« Nous avons inventé un monde qui nous échappe »
Le « court-termisme », tel était le thème au cœur du 18ème Rendez-Vous d’Exception organisé par Ichec-Entreprises. Articulé autour du livre Trop Vite – Pourquoi nous sommes prisonniers du court terme signé par Jean-Louis Servan-Schreiber, l’événement a bien mis en évidence le besoin actuel de retrouver du sens et de la réflexion dans les différents domaines de la société. La crise financière, puis économique, et enfin celle des Etats le montre avec une inquiétante récurrence: face à des cycles de décision de plus en plus courts, l’ensemble de notre société réagit à tout événement dans l’urgence. Limitant ainsi le temps consacré à la réflexion, cette pression de l’urgence empêche la projection à long terme.
« Il est urgent de redonner du sens au temps, exhorte l’essayiste français. Cette course sans fin est très préoccupante et ce, sur tous les continents. L’horizon se rapproche et nous avons sans cesse le nez sur l’obstacle. Le présent occupe aujourd’hui une position à ce point démesurée qu’il ne laisse plus aucune place au passé ou au futur, pourtant indispensables à la progression d’une société. »
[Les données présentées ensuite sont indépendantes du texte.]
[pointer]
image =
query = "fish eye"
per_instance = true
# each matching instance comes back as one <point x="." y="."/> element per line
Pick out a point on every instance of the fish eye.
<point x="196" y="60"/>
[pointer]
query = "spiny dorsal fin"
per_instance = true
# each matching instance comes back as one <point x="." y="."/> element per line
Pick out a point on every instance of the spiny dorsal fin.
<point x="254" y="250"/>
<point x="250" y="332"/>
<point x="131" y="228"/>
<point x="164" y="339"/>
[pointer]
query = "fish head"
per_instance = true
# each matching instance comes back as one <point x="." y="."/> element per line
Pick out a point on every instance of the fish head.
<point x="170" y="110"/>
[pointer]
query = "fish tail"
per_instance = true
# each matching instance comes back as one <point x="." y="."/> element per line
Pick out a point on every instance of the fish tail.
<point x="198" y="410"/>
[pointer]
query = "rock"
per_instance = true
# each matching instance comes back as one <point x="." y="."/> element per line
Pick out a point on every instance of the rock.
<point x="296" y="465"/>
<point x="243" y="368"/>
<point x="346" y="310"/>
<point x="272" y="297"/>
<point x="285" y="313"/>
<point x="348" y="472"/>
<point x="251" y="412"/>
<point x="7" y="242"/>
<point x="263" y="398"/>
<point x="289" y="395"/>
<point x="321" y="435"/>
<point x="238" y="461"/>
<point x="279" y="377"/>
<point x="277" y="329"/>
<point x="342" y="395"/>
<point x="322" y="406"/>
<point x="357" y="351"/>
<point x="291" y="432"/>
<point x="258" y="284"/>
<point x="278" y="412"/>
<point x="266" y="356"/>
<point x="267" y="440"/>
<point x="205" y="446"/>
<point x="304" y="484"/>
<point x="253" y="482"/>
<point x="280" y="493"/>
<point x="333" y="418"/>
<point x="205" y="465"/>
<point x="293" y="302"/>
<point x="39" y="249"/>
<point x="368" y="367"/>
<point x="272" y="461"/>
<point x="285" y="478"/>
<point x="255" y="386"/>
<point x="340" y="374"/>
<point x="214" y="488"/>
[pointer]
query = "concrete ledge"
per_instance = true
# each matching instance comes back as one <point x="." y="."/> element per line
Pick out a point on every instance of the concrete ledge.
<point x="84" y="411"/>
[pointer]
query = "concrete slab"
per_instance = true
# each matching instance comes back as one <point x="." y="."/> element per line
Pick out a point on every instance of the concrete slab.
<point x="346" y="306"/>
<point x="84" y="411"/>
Le court-termisme n’est pourtant pas une invention du 21ème siècle: il prend racine dans le contact de l’homme avec la vitesse. « Dès le 19ème siècle avec l’invention du télégraphe ou de la locomotive à vapeur, l’homme s’est lancé dans une course sans fin et a voulu accomplir ses tâches toujours plus vite, explique-t-il. Le monde entier s’est ainsi engouffré dans un flux de productivité. La vitesse s’est alliée à une anticipation organisée sous l’influence managériale des Américains après la seconde guerre mondiale. »
Constat sans appel
La technologie a ensuite mené à une accélération imprévue. La télévision, aujourd’hui relayée par internet, est aussi devenue un des vecteurs de court-termisme, à la fois dans le domaine commercial et politique. « La puissance du message publicitaire a engendré un développement de la consommation accéléré. Dans le monde politique, l’opinion publique est confrontée à ce que font ou ne font pas les élus tous les jours. Ceux-ci prennent le pouls des tendances tous les soirs, ce qui accélère les prises de décisions publiques et freine l’Etat dans son rôle de planificateur à long terme », précise Jean-Louis Servan-Schreiber.
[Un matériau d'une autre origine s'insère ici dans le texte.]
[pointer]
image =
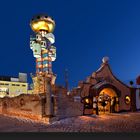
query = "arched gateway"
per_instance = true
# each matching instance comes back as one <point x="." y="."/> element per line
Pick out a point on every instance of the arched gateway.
<point x="102" y="92"/>
<point x="105" y="98"/>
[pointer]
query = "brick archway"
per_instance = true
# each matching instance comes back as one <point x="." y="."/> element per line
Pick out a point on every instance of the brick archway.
<point x="4" y="107"/>
<point x="112" y="103"/>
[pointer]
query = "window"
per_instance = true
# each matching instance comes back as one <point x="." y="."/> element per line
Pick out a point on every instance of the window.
<point x="17" y="85"/>
<point x="127" y="99"/>
<point x="1" y="83"/>
<point x="6" y="84"/>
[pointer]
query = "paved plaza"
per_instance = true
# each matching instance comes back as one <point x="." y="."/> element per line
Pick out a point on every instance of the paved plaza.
<point x="122" y="122"/>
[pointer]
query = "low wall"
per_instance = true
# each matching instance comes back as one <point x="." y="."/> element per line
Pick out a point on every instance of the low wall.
<point x="33" y="107"/>
<point x="23" y="106"/>
<point x="65" y="106"/>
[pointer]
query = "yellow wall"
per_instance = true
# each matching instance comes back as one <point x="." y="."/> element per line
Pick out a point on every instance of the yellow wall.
<point x="15" y="88"/>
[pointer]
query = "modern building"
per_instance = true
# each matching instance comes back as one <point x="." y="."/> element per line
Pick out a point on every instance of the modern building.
<point x="13" y="86"/>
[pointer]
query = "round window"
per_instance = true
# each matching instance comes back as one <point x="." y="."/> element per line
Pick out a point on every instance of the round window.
<point x="127" y="99"/>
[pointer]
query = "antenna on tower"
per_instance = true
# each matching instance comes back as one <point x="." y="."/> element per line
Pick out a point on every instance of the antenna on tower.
<point x="66" y="79"/>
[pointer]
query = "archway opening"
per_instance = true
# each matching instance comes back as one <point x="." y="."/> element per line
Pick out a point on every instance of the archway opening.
<point x="107" y="101"/>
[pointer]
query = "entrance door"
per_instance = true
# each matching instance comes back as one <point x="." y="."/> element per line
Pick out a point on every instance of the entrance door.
<point x="107" y="101"/>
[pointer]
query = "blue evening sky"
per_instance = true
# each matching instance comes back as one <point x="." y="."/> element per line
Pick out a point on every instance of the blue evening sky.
<point x="86" y="31"/>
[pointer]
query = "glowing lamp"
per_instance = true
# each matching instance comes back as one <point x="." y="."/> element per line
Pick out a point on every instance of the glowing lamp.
<point x="87" y="100"/>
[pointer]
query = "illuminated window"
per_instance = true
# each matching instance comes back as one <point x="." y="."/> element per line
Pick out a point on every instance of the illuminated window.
<point x="23" y="85"/>
<point x="6" y="84"/>
<point x="17" y="85"/>
<point x="127" y="99"/>
<point x="1" y="83"/>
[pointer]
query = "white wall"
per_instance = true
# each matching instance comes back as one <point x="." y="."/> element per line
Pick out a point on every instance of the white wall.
<point x="138" y="98"/>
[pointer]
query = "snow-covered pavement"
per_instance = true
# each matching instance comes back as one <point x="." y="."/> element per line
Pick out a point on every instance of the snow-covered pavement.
<point x="123" y="122"/>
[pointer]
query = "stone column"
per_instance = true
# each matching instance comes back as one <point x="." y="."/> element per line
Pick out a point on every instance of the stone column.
<point x="49" y="104"/>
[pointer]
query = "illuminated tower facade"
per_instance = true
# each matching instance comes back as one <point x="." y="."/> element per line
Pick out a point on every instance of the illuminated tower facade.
<point x="44" y="51"/>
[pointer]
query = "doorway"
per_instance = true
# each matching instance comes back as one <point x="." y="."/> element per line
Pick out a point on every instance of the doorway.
<point x="107" y="101"/>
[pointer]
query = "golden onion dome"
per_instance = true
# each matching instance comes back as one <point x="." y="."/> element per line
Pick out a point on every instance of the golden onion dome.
<point x="42" y="22"/>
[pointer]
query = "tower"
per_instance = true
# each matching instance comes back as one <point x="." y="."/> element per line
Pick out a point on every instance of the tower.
<point x="41" y="43"/>
<point x="44" y="51"/>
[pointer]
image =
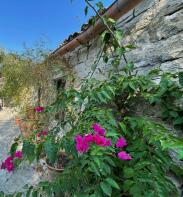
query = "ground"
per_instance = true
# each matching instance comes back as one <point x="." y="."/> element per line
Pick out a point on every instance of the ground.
<point x="26" y="174"/>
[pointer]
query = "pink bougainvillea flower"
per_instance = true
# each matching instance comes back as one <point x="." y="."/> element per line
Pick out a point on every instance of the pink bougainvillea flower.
<point x="124" y="156"/>
<point x="42" y="133"/>
<point x="81" y="145"/>
<point x="121" y="142"/>
<point x="39" y="134"/>
<point x="102" y="141"/>
<point x="98" y="129"/>
<point x="18" y="154"/>
<point x="3" y="166"/>
<point x="78" y="138"/>
<point x="45" y="133"/>
<point x="88" y="138"/>
<point x="10" y="167"/>
<point x="39" y="109"/>
<point x="9" y="160"/>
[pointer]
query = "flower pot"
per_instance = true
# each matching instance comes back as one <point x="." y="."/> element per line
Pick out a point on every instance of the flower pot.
<point x="18" y="121"/>
<point x="31" y="113"/>
<point x="53" y="173"/>
<point x="27" y="127"/>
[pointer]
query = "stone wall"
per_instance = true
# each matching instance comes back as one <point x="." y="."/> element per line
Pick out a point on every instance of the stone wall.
<point x="155" y="27"/>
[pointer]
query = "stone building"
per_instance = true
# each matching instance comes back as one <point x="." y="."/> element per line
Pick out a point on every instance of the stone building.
<point x="155" y="27"/>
Les sondages perpétuels, la surexposition médiatique et les élections tous les trois ans, dans la plupart des pays de l’Union européenne, se chargent d’aggraver cette situation. « Au sein de l’Union, il y a pratiquement des élections tous les mois dans un des pays membres, c’est une sorte d’épée de Damoclès qui réduit encore la marge de manœuvre, note-t-il. Ces circonstances se combinent et réduisent le temps consacré à la réflexion. En effet, comment réfléchir avec cet accélérateur dans la tête? » Une situation que nous connaissons bien dans notre pays…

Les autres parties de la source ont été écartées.